In [8]:
import numba
import numpy as np
import pandas as pd
from numba import cuda,njit,prange

In [9]:
import os,platform,sys
print("""Python version: %s 
platform: %s 
system: %s 
Numba version: %s""" % 
      (sys.version.split('\n'),platform.machine(),platform.platform(),numba.__version__))
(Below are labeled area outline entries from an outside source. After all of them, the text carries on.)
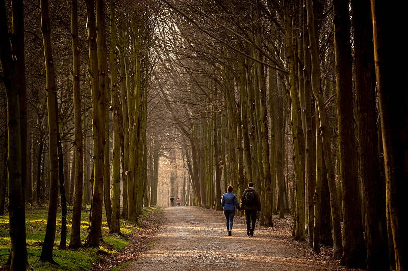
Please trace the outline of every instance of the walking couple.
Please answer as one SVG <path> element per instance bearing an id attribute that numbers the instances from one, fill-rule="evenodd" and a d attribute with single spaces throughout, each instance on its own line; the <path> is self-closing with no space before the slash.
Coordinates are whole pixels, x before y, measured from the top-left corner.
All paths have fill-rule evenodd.
<path id="1" fill-rule="evenodd" d="M 235 215 L 235 207 L 241 212 L 245 210 L 246 217 L 246 235 L 253 236 L 255 223 L 257 220 L 257 212 L 261 212 L 261 200 L 258 191 L 253 187 L 253 183 L 248 184 L 248 188 L 242 193 L 242 201 L 241 206 L 238 204 L 237 196 L 233 194 L 234 188 L 228 186 L 227 192 L 222 195 L 221 205 L 224 210 L 224 215 L 226 222 L 226 230 L 228 235 L 232 235 L 234 216 Z"/>

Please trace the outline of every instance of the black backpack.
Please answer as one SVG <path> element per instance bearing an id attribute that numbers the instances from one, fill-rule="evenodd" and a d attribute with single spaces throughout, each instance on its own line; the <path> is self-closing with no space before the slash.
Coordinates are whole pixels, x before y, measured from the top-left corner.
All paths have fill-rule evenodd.
<path id="1" fill-rule="evenodd" d="M 250 190 L 247 191 L 245 194 L 245 205 L 256 205 L 255 193 Z"/>

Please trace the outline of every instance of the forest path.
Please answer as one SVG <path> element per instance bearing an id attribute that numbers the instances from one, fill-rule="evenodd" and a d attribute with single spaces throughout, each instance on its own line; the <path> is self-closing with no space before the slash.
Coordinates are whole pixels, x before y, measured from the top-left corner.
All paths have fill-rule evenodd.
<path id="1" fill-rule="evenodd" d="M 173 207 L 162 212 L 155 243 L 124 270 L 347 269 L 330 260 L 328 253 L 314 255 L 305 243 L 291 241 L 290 218 L 275 219 L 273 228 L 257 222 L 254 236 L 248 237 L 244 218 L 236 216 L 228 236 L 221 212 Z"/>

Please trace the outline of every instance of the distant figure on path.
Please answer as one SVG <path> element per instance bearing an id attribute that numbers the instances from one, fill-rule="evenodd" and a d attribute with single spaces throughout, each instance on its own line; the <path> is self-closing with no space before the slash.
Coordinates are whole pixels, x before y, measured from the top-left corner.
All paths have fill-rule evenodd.
<path id="1" fill-rule="evenodd" d="M 171 205 L 171 207 L 174 206 L 174 198 L 173 197 L 173 196 L 170 197 L 170 205 Z"/>
<path id="2" fill-rule="evenodd" d="M 255 223 L 257 222 L 257 211 L 261 212 L 261 200 L 259 194 L 253 187 L 252 182 L 248 184 L 248 188 L 242 193 L 241 208 L 245 210 L 246 235 L 253 236 Z"/>
<path id="3" fill-rule="evenodd" d="M 226 222 L 226 230 L 228 232 L 228 235 L 232 235 L 233 224 L 234 223 L 234 216 L 235 215 L 235 207 L 241 210 L 241 208 L 238 204 L 237 200 L 237 196 L 233 194 L 234 188 L 232 186 L 228 186 L 226 191 L 227 192 L 222 195 L 221 199 L 221 205 L 222 206 L 222 209 L 224 210 L 224 215 L 225 216 L 225 222 Z"/>

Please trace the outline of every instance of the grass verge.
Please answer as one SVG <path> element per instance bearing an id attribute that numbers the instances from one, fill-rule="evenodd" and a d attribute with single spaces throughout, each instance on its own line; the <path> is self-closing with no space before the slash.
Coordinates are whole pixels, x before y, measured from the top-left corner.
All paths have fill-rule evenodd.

Python version: ['3.6.3 |Anaconda, Inc.| (default, Oct 15 2017, 03:27:45) [MSC v.1900 64 bit (AMD64)]'] 
platform: AMD64 
system: Windows-10-10.0.14393-SP0 
Numba version: 0.40.0rc1


In [3]:
@njit(fastmath=True)
def emptyListOfInts():
    return [i for i in range(0)]
@njit(fastmath=True)
def BinByUniqueValues(array,l,r,m,mask):        
    groupedIndices=[emptyListOfInts() for k in range(m)]
    if len(mask)>0:
        i=l
        while i<r:        
            ind=mask[i]
            groupedIndices[array[ind]].append(ind)
            i+=1
    else:
        i=l
        while i<r:
            groupedIndices[array[i]].append(i)
            i+=1
    return groupedIndices
@njit(fastmath=True)
def counting_argsort_list(array,maxval,mask=np.array([],np.int32)):        
    m=maxval+1    
    
    #Allocate output array
    if len(mask)>0:
        arrayLen=len(mask)
    else:
        arrayLen=len(array)        
    argsorted=np.empty(arrayLen,np.int32)    
    
    #Group indices of same values
    groupedIndices=BinByUniqueValues(array,0,arrayLen,m,mask)
    
    position = 0
    for k in range(m):
        if len(groupedIndices[k])>0:
            for index in groupedIndices[k]:
                argsorted[position] = index
                position+= 1            
    return argsorted
@njit(fastmath=True,parallel=True)
def counting_argsort_list_threaded(array,maxval,mask=np.array([],np.int32)):        
    m=maxval+1    
    
    #Allocate output array
    if len(mask)>0:
        arrayLen=len(mask)
    else:
        arrayLen=len(array)        
    argsorted=np.empty(arrayLen,np.int32)    
    
    #Group indices of same values
    groups=[]
    effectiveSize=int(m*3)        
    if arrayLen<=effectiveSize: 
        groups.append(BinByUniqueValues(array,0,arrayLen,m,mask))
    else:
        nThreads=min(max(arrayLen//effectiveSize,1),8)            
        effectiveSize=arrayLen//nThreads
        #print("nThreads=",nThreads)
        for k in prange(nThreads):
            lBound=effectiveSize*k;rBound=effectiveSize*(k+1)
            if k==nThreads-1:
                rBound=arrayLen
            groups.append(BinByUniqueValues(array,lBound,rBound,m,mask))
    position = 0
    for k in range(m):
        for groupedIndices in groups:
            if len(groupedIndices)>0:
                if len(groupedIndices[k])>0:
                    for index in groupedIndices[k]:
                        argsorted[position] = index
                        position+= 1   
    return argsorted

In [4]:
data=np.array([1, 4, 7, 2, 1, 3, 2, 1, 4, 7, 2, 1, 3, 2, 3, 2, 1]*5)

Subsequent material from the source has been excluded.